This page describes every model family in the LM-Kit catalog, organized by category. Use it as a reference when comparing models or exploring alternatives beyond the recommended starting points.
OpenAI open-weight. Near o3-mini on reasoning benchmarks (96% AIME 2024). Configurable reasoning effort. Strong agentic and tool-use capabilities. Runs on 16 GB VRAM thanks to MoE efficiency.
GLM 4.7
30B (MoE, ~3B active)
Z.ai. Leads the 30B class on coding and agentic benchmarks (59% SWE-bench Verified, 79% Tau2-Bench). Strong math (92% AIME 2025). Interleaved thinking preserves reasoning context across tool calls. 200K context.
Gemma 3
270M, 1B, 4B, 12B, 27B
Google. Versatile all-rounder with vision support (4B+). The 27B is among the highest-rated open models on LMArena. 128K context. Excellent quality-to-size ratio across the full range.
Qwen 3
0.6B, 1.7B, 4B, 8B, 14B
Alibaba. Dual-mode thinking (reasoning on/off in one model). 119 languages, strong math and tool calling. Each size matches a Qwen 2.5 model roughly 2x larger.
Falcon H1R
7B
TII. Hybrid Transformer + Mamba2 reasoning model. 88% on AIME 2024, outperforming many models up to 7x its size on math benchmarks. Exceptional inference speed (~1,500 tok/sec/GPU). 256K context.
Falcon 3
3B, 7B, 10B
TII. Open-weight dense models. Solid general-purpose chat with math and code.
Llama 3
1B, 3B, 8B, 70B
Meta. Well-rounded, large community. 131K context. Tool calling on 8B (3.1) and 70B (3.3).
Phi 4
3.8B (Mini), 14.7B
Microsoft. Compact and efficient. Strong for its size class, good tool calling support.
QwQ
32.5B
Alibaba. Dedicated reasoning model with math, coding, and tool calling. 40K context.
Nemotron 3 Nano
30B (MoE, ~3.5B active)
NVIDIA. Hybrid Mamba-2/Transformer reasoning model. 1M context. Strong on math and coding.
SmolLM3
3B
HuggingFace. Lightweight, math and code capable. 65K context.
Code Generation Models
Family
Sizes
Strengths
Devstral
24B
Mistral. Purpose-built for agentic software engineering. 68% on SWE-bench Verified, the highest among open models under 30B. 393K context. Vision capable.
DeepSeek Coder
16B
Specialized code generation. 163K context.
DeepSeek R1
8B (distilled)
Code and math reasoning. Distilled from the full R1 model.
Mistral Family (Chat, Vision, Reasoning)
Family
Sizes
Strengths
Ministral 3
3B, 8B, 14B
Edge-optimized with vision and tool calling. 262K context. Great for on-device deployment.
Mistral Small 3.2
24B
Strong tool calling and code. 131K context.
Magistral Small
24B
Reasoning specialist with transparent chain-of-thought. Tool calling support.
Pixtral
12B
Vision-language model. 1M context.
Vision / Multimodal Models
Family
Sizes
Strengths
Qwen 3 VL
2B, 4B, 8B, 30B
Vision-language with tool calling, code, and math. 262K context. The 30B is an MoE variant.
MiniCPM
8B, 9B
OpenBMB. Compact vision models.

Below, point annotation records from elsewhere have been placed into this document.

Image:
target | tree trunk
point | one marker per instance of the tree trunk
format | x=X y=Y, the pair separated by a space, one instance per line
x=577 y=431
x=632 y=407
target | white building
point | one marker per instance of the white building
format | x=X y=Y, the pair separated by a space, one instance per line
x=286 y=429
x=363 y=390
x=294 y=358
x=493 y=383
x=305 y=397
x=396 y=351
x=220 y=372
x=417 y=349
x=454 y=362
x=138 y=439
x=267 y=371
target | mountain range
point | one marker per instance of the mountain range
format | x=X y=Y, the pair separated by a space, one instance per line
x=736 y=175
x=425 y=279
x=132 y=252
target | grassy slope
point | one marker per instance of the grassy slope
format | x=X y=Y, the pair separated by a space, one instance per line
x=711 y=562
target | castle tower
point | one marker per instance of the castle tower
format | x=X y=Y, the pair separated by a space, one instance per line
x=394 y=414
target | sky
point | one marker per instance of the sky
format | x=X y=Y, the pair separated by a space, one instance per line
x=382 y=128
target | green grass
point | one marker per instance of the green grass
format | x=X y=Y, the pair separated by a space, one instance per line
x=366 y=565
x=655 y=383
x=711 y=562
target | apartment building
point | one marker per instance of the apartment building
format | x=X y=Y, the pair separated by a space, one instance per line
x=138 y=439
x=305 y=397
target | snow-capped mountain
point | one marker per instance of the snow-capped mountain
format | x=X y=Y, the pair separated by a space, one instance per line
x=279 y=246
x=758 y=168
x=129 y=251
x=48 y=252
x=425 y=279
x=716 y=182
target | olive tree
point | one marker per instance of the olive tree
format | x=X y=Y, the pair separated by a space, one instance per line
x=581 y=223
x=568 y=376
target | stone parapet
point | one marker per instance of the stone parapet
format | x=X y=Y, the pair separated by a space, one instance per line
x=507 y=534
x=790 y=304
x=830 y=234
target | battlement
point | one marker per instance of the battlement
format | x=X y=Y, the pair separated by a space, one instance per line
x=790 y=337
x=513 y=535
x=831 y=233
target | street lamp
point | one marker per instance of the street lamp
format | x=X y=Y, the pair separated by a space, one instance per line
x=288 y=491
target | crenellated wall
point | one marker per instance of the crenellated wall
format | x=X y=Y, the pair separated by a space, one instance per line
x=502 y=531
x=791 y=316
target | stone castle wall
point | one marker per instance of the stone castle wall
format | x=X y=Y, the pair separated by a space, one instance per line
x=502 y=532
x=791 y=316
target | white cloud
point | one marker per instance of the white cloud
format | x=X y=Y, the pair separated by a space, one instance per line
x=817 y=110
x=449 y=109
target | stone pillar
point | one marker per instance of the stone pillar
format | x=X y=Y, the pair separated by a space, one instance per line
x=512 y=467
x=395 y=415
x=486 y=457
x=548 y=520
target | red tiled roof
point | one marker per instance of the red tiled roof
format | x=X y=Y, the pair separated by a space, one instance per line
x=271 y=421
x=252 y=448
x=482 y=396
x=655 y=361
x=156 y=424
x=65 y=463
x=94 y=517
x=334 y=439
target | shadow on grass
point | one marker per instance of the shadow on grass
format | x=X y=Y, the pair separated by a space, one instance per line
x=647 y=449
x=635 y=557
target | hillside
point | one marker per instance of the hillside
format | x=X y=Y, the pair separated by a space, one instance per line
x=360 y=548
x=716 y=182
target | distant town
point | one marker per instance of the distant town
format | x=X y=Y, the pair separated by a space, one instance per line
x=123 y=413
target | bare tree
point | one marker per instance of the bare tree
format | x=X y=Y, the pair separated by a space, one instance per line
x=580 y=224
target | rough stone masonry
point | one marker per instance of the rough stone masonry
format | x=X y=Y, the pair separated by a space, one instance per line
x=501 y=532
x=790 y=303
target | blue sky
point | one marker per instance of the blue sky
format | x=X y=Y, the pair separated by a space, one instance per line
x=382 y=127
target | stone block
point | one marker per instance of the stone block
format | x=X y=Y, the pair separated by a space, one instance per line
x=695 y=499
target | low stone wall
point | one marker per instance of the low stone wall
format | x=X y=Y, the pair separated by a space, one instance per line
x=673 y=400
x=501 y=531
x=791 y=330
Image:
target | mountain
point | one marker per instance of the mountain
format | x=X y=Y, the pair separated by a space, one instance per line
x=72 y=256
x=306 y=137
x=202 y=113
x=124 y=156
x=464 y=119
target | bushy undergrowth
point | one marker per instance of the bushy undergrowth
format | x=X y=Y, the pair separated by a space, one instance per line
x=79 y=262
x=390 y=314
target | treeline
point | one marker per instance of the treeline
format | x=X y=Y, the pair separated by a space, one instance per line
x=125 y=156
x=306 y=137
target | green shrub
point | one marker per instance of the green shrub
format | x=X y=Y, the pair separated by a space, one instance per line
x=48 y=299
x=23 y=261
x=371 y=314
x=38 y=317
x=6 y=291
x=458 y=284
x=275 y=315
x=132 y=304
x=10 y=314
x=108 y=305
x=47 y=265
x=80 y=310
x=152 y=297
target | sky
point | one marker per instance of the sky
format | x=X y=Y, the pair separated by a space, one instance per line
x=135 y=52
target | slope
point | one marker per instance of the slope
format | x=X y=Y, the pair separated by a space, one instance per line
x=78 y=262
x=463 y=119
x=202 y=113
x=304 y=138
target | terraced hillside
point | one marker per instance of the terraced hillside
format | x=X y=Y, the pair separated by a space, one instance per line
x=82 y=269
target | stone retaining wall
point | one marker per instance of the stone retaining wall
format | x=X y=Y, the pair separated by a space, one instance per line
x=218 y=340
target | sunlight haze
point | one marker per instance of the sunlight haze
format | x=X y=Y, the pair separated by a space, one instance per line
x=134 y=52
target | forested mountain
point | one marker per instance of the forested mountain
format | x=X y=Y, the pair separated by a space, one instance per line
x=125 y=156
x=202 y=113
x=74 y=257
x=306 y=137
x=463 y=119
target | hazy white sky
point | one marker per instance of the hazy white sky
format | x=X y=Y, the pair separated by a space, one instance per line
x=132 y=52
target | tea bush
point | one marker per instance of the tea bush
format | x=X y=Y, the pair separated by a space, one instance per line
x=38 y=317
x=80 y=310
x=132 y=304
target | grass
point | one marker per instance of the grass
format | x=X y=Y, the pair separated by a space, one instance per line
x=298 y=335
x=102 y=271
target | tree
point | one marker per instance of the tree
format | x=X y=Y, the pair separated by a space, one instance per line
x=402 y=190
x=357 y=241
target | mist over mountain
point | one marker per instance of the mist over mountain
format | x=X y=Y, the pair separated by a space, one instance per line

MiniCPM-o 4.5 is the latest with strong visual understanding.
LightOnOCR
1B
Specialized for OCR tasks. Lightweight.
Enterprise and Long-Context Models
Family
Sizes
Strengths
Granite 4 Hybrid
3B, 7B (MoE)
IBM. Hybrid Mamba-2/Transformer. Up to 1M token context with 70% less memory than standard transformers. ISO 42001 certified. Strong instruction following and function calling.
Embedding Models
Family
Sizes
Strengths
Embedding Gemma
300M
Google. Derived from Gemma. Highest-ranked open model under 500M params on MTEB. Excellent default for lightweight RAG. 2K context.
Qwen 3 Embedding
0.6B, 4B, 8B
Top 3 on MTEB multilingual (8B variant). 32K/40K context. Best overall accuracy for RAG, especially multilingual and code.
Mathematical reasoning (competition-level math problems)
Results published per model release
Tip: Benchmark scores are self-reported by model authors and may use different evaluation settings. Cross-reference multiple leaderboards, and always test on your own data before choosing a model for production.